In total we’ve spent about 48 man hours total over 3 days putting it together, getting the wiring done and then troubleshooting the software and interfaces. It’s been an eye opening experience, one that challenged my electronics knowledge like it hasn’t been in quite a few years, and the result is what you see below:
We decided not to attempt to print anything since at this point it was getting close to midnight and we didn’t want to keep the Make Hack Void space open any longer than we already had. But from seeing it do the dry run it appeared to be functioning correctly (it’s printing a small cup in the video) albeit a little stiff at some points. We think that’s due to 2 things, the first being that the large gear on the extruder platform is warped slightly and sometimes hits the mounting hardware near it. Secondly we were running the steppers at a low voltage to begin with so with a little more juice in them we’ll probably see them become more responsive. We’ve still yet to print anything with it but the next time we get together you can guarantee that will be pretty much all we’ll do after we’ve spent so long on getting it running.
What this project opened up my eyes to was that although there’s a torrent of information available there’s no simple guide to go from beginning to end.

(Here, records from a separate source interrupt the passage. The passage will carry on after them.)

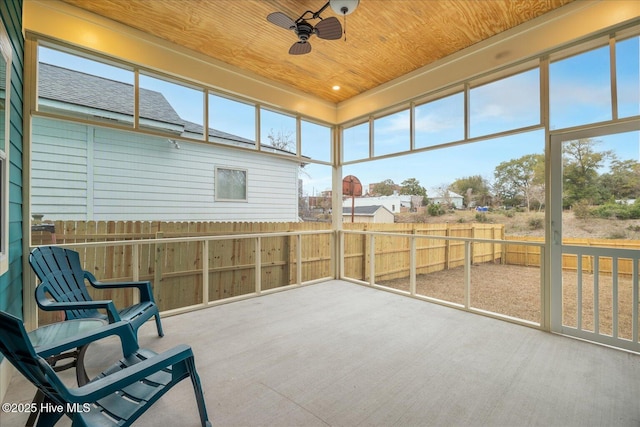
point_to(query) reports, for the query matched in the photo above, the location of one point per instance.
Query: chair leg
(159, 325)
(197, 388)
(49, 419)
(37, 401)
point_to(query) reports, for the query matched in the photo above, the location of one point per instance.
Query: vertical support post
(634, 300)
(614, 296)
(157, 267)
(135, 267)
(412, 264)
(596, 295)
(205, 272)
(258, 268)
(340, 274)
(579, 292)
(299, 260)
(467, 274)
(544, 296)
(372, 260)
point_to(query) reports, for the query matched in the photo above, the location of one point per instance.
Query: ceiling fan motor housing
(304, 30)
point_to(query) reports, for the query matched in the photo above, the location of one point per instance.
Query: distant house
(377, 214)
(395, 203)
(86, 172)
(445, 197)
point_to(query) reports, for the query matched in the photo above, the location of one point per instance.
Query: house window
(230, 184)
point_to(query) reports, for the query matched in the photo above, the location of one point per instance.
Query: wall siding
(11, 281)
(83, 172)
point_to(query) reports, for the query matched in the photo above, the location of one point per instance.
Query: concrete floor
(341, 354)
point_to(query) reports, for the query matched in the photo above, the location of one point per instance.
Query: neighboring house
(85, 172)
(395, 203)
(377, 214)
(445, 197)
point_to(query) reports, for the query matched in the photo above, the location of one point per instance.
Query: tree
(623, 180)
(520, 180)
(411, 186)
(580, 164)
(474, 189)
(384, 188)
(282, 140)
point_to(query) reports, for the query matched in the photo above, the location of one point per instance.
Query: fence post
(157, 266)
(205, 272)
(258, 268)
(412, 264)
(447, 247)
(467, 273)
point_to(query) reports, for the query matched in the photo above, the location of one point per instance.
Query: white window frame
(217, 184)
(6, 52)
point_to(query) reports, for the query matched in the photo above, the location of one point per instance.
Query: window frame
(217, 184)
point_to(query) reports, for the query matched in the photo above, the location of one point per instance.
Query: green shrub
(581, 210)
(435, 209)
(616, 211)
(482, 217)
(617, 235)
(536, 223)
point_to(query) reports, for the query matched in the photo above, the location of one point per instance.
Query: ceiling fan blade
(329, 28)
(300, 48)
(281, 20)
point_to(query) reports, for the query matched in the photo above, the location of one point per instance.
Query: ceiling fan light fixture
(343, 7)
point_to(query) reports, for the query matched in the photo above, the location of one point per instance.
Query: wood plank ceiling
(385, 39)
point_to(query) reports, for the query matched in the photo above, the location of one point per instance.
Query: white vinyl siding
(139, 177)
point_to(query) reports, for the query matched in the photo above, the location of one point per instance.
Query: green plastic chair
(116, 397)
(60, 271)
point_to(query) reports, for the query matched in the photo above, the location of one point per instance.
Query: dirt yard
(515, 291)
(526, 224)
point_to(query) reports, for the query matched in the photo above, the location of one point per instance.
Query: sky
(579, 94)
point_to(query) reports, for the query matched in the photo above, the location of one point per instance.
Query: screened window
(355, 144)
(440, 121)
(80, 87)
(509, 103)
(628, 77)
(231, 184)
(277, 132)
(170, 107)
(391, 133)
(231, 122)
(316, 141)
(580, 89)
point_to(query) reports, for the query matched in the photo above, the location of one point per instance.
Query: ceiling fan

Primarily this is because the entire movement is completely open source and the multitude of iterations available means there’s near endless numbers of variations for you to choose from. Granted this is probably what a lot of the community revels in but it would be nice if there was some clear direction in going from kit to print, rather than the somewhat organized wiki that has all the information but not all in a clear and concise manner.

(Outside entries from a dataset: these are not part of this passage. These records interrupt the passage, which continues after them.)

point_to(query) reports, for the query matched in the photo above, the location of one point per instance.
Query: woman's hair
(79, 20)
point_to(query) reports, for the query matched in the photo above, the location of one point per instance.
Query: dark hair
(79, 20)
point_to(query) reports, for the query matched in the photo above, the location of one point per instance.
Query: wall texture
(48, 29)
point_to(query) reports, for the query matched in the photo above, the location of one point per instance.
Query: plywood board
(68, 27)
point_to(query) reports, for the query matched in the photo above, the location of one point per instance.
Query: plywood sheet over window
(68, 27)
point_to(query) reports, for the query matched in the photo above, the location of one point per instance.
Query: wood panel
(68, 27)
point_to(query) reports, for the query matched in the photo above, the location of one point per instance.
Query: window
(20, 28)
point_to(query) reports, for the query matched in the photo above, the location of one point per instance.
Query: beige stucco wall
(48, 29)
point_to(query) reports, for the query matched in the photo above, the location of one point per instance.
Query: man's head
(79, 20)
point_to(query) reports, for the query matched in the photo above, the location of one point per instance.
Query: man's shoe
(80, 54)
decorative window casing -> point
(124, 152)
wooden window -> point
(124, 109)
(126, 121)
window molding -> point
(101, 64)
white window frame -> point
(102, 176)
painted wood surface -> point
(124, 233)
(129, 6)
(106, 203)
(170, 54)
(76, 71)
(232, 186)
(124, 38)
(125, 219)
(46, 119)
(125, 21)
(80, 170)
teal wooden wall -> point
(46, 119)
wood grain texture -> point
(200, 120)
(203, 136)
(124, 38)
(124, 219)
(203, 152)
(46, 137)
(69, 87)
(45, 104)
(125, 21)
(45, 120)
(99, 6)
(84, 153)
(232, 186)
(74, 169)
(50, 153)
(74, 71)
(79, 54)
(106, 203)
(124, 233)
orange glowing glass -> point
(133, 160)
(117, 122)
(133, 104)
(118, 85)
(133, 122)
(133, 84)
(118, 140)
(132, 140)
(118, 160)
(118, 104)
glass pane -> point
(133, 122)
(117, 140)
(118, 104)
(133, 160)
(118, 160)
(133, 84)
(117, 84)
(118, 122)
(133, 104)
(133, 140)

The software for driving the machines is no better. We started off using the recommended host software which is a Java app that for the most part seems to run well. At the moment though it appears to be bugged and is completely unable to interface with RepRap printers, something we only discovered after a couple hours of testing. RepSnapper on the other hand worked brilliantly the first time around and was the software used to initiate the dry run in the video above. You’ll be hard pressed to find any mention of that particular software in the documentation wiki however which is really frustrating, especially when the recommended software doesn’t work as advertised.
I guess what I’m getting at here is that whilst there’s a great community surrounding the whole RepRap movement there’s still a ways for it to go. Building your own RepRap from scratch, even from a kit, is not for the technically challenged and will require you to have above entry level knowledge of software, electronics and Google-fu. I won’t deny that overcoming all the challenges was part of the fun but there were many road blocks that could have been avoided with better documentation with overarching direction.
All that being said however it’s still incredible that we were able to do this when not too long along the idea of 3D printing was little more than a pipe dream. Hopefully as time goes on the RepRap wiki will mature and the process will be a little more pain free for other users ,something I’m going to contribute to with our build video (coming soon!).